Breaking the English barrier
NGO launches education initiative in rural areas
In a bid to help improve fluency in English among children across 1,000 villages in the State, the Eureka Walk n Talk English Program, an initiative of Aid India, a non-governmental organisation working on education initiatives was launched here on Sunday.
“The main aim of the programme is to give the children the confidence to speak in English without any inhibitions. We’ve seen that a lot of students in the primary level lack confidence since they grapple with the language and we want to show them that it is easy,” said Balaji Sampath, secretary of Aid India.
He further said that they were hoping to break social barriers and the inequality that had arisen due to varying degrees of knowledge with regard to English.
“Better knowledge and confidence will lead to better communication skills and impact employability of students from rural areas as well,” Mr. Balaji said.

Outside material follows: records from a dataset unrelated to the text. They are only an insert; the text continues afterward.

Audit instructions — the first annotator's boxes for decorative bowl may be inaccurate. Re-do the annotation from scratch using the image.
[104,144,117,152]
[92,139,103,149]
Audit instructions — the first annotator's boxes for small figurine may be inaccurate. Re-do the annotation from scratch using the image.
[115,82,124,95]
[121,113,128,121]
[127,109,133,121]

As part of the programme, the classes will have children learning English songs, and they will be made to read simple words and sentences as well as have conversations and dialogues in English. Volunteer tutors will be identified to conduct regular classes by English resource trainers.
The learning centres in the villages will be provided with kits which include audio content, worksheets and other learning materials.

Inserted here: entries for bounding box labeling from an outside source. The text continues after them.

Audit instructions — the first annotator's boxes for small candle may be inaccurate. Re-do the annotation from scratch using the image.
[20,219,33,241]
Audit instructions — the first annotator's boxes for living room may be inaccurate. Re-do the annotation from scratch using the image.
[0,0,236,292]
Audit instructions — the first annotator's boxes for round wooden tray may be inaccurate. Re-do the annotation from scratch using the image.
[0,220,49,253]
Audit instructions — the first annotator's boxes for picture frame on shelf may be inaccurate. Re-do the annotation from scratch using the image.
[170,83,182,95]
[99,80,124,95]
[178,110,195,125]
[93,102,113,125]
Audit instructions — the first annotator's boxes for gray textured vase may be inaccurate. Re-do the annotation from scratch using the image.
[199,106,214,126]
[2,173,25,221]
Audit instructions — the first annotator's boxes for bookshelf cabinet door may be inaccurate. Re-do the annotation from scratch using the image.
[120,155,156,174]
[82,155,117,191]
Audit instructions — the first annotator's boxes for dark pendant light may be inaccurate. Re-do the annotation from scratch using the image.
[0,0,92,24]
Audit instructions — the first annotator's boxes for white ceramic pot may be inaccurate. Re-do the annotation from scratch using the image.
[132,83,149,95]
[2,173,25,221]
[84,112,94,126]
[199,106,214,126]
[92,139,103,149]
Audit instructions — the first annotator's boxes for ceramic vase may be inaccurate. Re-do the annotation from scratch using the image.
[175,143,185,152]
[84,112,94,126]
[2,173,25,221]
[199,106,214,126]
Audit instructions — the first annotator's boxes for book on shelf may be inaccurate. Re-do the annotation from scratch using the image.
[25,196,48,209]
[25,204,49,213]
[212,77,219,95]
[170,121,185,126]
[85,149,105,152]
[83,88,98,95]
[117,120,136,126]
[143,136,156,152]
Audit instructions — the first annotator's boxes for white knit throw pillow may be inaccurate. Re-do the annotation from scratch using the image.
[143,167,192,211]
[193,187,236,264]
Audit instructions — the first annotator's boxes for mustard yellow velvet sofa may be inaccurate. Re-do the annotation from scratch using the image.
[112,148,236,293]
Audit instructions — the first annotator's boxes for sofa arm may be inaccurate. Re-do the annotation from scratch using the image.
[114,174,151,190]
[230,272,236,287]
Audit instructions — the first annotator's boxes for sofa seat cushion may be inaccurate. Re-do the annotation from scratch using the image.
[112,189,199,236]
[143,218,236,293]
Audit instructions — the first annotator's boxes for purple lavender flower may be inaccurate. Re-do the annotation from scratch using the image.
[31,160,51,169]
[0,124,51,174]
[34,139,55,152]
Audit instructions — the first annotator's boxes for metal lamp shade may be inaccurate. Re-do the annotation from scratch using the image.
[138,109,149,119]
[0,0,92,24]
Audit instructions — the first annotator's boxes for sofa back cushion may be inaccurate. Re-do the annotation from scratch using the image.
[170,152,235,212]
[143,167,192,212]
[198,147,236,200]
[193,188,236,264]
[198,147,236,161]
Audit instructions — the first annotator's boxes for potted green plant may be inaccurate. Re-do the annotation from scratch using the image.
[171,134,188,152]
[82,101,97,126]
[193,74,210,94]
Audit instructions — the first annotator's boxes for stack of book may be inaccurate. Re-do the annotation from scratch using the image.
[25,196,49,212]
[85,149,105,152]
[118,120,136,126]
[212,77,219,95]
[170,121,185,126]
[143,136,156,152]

V. Vasanthi Devi, former Vice-Chancellor, Manonmaniam Sundaranar University said that initiatives such as these were muchneeded interventions in the early schooling levels since there was an obsession of sorts with regard to English learning and English medium schools.

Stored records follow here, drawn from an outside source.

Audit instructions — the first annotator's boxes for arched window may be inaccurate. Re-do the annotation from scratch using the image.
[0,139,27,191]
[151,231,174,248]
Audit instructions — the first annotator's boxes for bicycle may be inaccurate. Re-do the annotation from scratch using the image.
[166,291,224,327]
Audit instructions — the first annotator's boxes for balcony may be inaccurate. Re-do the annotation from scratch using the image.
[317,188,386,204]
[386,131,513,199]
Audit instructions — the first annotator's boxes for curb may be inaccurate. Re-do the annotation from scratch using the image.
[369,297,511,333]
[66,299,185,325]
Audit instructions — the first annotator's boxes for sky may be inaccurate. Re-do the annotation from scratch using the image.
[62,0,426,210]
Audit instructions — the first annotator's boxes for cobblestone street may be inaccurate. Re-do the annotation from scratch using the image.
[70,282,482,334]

“This has led to many institutions exploiting the needs of parents, many of whom wish to see their children excel in the language. We have to ensure that access to the language is given to children in villages and that they are given the confidence as well,” she said.
Justice K. Chandru, former Judge of the Madras High Court and K.S. Ramamurthy, President of Aid India were among those who were present during the launch of the programme.